Es comprensible que esta
puerta por dentro no tenga tirador, porque el trozo de carne de aquí, de esta
cámara, no escapa, pero el que lo diseña, tendría que haber tenido en cuenta a
la niña esta, que espabilada, espabilada, no es, y a más, con la tendencia a
llevar siempre la contraria. Mala idea tuve en decirle: Vigila niña, que la
puerta no se cierre. Pero ella que anda a saber dónde, no ha vigilado y nos
hemos quedado encerrados en esta cámara frigorífica, con un frío de mil
demonios.
— Cuando estuve en Rusia, no hacía tanto frío como
aquí— dijo ella inocentemente.
— ¿Y eso
debe quedar cerca de Babia, no?— Pregunto, sin esperar respuesta, porque si las
neuronas son lentas, imagínense a bajo cero.
— Más bien queda por donde perdiste la simpatía—. Me
responde ante mi sorpresa, castañeteando los dientes y con labios azulados. Vestida con tirantes, y yo con estalactitas
en las pestañas, pero aun así, no puedo dejar de mirar sus pechos que parecen galletas Oreos a punto de escapar.
— No creas que en Rusia no pasé frío,
llegué en pleno agosto y estábamos a cinco grados bajo cero, decían que era
atípico.
— Atípico es estar aquí encerrado, sin
saber dónde acaba la carne de ternera y donde empieza la de burra.
— Esto de la carne de burra es nuevo,
no recuerdo haberla visto en la entrada del último pedido, creo que te
equivocas. Lo que hace el frío intenso— dijo la muchacha mientras se restregaba
los brazos en un vano intento de entrar en calor—. No hay forma, vamos a morir
aquí, en este infierno blanco cubiertos por una chapa de acero, que forma más
extraña de perecer.
—Y los del CSI buscando agentes. Mira,
podemos ponernos a gritar como locos, a ver si pasa alguien por aquí y le da
por mirar porque la ternera está revuelta.
— Es tarde, hasta mañana que lleguen… Seguro que
estamos muertos. Siempre pensé en morir tranquila, apaciblemente en compañía de
gente querida, y no
contigo que eres grande como un oso canoso hasta donde se pierde mi
imaginación.
— Te diría que te abrazaras a tu puñetera madre para
entrar en calor, pero es lo que tienen los deseos, que van por donde quieren. O
te coges un trozo de ternera, o te conformas conmigo. Ni tienes mucho tiempo
para pensar.
— Ni en un millón de años— dijo, girándose y
mostrándole la espalda—. Antes me agarro al cordero que al marrano.
— Veo, gata, que sacas las uñas… Tienes suerte que el
cochino no puede sacar las manos de los sobacos…

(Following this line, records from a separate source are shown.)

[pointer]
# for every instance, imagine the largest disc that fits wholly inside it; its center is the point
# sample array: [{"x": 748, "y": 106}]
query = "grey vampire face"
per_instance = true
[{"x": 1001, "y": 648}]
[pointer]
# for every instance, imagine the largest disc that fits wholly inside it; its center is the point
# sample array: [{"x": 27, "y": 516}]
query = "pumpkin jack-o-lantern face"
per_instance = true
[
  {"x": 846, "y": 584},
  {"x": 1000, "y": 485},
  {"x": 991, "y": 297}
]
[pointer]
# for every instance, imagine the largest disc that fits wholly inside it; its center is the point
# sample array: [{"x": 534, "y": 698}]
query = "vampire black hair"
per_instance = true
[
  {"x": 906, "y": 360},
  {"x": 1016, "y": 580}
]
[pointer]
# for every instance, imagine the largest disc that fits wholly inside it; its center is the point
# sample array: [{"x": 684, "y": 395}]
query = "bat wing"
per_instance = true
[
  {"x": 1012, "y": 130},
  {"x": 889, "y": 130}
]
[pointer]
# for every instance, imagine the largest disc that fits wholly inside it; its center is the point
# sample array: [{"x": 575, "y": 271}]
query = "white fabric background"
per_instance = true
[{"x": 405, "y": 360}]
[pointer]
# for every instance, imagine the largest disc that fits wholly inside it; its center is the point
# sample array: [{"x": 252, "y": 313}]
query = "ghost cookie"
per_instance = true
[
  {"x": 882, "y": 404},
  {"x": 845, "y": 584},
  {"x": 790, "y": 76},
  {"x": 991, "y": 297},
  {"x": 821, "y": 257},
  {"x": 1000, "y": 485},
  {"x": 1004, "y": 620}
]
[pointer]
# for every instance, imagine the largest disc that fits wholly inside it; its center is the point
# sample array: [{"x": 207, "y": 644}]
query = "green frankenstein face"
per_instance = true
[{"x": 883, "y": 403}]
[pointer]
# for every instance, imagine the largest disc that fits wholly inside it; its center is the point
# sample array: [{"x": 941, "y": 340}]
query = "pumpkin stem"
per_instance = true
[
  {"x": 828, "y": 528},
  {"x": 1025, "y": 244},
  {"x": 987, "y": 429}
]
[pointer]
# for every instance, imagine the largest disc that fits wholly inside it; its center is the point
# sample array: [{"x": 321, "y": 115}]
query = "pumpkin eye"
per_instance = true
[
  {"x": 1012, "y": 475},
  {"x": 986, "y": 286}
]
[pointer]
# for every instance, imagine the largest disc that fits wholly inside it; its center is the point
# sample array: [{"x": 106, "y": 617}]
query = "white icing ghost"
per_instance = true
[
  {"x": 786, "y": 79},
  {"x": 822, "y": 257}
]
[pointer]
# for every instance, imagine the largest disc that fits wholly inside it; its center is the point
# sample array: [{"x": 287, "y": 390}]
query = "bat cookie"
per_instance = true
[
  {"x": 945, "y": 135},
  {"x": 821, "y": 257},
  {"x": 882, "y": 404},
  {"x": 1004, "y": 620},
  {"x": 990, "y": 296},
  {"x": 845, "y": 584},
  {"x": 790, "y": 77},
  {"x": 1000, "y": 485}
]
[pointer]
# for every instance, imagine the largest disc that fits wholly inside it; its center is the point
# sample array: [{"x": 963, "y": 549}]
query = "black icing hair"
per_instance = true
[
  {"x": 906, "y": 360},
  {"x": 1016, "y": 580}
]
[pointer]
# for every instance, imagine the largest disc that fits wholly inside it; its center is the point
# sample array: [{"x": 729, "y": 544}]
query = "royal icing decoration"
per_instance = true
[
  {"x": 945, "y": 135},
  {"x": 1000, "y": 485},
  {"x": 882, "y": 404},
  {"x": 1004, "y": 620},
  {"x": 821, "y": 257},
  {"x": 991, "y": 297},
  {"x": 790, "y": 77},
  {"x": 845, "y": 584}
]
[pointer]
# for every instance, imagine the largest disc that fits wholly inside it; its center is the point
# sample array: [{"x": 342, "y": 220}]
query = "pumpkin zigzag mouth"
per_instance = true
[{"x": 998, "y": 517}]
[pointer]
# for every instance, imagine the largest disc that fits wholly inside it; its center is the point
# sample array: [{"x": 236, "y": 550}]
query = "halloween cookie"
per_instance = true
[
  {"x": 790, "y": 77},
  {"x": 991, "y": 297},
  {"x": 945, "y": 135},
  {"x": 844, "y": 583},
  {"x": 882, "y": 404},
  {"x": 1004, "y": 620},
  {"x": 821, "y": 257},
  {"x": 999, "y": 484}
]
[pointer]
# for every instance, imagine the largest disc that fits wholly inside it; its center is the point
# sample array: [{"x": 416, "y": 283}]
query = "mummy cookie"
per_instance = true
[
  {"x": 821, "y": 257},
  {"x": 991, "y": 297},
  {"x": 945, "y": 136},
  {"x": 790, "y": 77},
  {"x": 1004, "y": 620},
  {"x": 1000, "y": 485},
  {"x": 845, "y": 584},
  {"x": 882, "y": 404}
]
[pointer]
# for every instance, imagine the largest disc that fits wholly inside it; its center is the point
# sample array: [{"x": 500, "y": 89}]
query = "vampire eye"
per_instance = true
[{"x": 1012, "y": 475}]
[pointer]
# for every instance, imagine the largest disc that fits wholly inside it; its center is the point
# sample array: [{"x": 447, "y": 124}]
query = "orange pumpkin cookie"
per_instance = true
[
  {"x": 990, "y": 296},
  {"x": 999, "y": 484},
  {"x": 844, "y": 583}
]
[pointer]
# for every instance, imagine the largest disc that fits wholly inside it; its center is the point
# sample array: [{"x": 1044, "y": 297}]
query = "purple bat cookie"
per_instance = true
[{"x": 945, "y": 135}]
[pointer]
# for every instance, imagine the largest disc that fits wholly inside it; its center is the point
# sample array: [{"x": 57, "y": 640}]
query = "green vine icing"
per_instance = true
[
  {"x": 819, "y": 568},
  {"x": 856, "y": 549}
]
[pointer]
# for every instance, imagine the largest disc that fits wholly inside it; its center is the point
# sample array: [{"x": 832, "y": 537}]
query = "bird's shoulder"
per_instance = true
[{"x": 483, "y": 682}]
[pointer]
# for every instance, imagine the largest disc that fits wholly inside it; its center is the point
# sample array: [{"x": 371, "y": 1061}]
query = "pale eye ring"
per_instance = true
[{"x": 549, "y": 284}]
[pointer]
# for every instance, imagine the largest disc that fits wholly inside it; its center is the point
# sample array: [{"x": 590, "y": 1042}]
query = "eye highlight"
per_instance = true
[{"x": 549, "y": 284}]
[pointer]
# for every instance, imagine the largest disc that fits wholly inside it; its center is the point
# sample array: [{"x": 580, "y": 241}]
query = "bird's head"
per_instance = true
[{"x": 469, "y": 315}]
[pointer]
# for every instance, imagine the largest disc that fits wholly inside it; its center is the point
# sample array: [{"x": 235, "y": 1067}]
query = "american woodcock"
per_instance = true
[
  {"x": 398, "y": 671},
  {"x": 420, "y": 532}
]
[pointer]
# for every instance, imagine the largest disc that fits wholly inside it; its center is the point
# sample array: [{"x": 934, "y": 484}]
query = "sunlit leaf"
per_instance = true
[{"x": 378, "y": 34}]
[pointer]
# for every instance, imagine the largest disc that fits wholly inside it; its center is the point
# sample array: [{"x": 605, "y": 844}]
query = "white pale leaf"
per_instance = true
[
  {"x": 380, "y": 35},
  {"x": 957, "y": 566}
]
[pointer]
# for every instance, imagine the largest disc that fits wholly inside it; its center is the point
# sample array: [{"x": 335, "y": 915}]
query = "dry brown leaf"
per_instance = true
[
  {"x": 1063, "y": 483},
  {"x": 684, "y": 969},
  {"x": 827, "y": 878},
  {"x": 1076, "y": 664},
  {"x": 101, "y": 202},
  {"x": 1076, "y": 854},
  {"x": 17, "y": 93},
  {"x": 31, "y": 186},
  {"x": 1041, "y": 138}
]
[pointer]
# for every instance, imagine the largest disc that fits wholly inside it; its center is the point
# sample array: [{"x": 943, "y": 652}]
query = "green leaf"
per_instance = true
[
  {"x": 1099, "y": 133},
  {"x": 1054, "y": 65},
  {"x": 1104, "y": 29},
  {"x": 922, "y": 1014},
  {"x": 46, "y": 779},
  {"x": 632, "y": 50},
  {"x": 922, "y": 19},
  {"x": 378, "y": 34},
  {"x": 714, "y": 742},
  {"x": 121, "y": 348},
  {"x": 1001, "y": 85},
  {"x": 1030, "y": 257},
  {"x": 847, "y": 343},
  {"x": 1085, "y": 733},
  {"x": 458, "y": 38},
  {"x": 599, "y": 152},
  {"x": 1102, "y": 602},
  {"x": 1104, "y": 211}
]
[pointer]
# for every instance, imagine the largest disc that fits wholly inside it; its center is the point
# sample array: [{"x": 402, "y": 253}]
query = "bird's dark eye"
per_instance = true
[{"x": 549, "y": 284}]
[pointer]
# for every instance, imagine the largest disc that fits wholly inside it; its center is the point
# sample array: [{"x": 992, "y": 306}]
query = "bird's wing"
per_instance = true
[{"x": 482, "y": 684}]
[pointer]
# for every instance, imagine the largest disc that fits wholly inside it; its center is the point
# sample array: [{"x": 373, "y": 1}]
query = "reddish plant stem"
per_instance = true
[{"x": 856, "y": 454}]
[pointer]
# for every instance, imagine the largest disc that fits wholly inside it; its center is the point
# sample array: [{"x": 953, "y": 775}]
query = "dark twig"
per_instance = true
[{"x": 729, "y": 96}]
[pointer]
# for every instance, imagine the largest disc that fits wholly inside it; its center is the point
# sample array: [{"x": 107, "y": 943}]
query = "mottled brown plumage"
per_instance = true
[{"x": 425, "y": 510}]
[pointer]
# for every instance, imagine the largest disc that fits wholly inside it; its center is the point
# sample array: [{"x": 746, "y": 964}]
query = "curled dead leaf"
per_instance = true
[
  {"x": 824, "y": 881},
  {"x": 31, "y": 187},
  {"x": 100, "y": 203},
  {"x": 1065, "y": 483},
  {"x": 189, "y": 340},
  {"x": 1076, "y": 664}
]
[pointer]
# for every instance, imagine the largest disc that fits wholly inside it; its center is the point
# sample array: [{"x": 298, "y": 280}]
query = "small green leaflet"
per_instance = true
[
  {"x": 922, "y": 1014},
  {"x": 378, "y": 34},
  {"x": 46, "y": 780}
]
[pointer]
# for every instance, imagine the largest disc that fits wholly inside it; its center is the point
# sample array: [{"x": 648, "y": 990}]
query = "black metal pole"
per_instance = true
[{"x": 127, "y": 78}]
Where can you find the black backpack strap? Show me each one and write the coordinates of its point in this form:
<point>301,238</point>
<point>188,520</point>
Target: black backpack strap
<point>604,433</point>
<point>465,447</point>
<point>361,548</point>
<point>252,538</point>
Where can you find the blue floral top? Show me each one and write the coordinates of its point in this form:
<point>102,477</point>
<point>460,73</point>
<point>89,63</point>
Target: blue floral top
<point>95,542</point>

— Esta puede considerarse una situación extrema
y profunda, como si fuera invierno en pleno verano, y debería servirnos para
entender que en la profundidad del invierno finalmente aprendí, que dentro de
mí yace un verano invencible, y por ese motivo, porque no sé quien lo dijo, y
porque no quiero morir aquí y menos contigo, me abrazo con todas mis fuerzas a
ti.
¡Bendita filosofía gasta la niña!
No os voy a mentir, salimos. Entre
otras cosas, porque conseguí despegar las manos de los sobacos, y extenderle los
brazos, no sin cierto miedo de que se me clavaran las Oreos. Así fue como la
rubia se metió entre estos brazos, que aquella noche fueron zarpas, como si
fuera un oso polar, para compartir el poco calor que nos quedaba, y para
comprender que debajo de la escarcha pueden esconderse otros brotes de algo profundo
y bueno. Y desde aquella ocasión, nunca volví a ser escarcha para ella.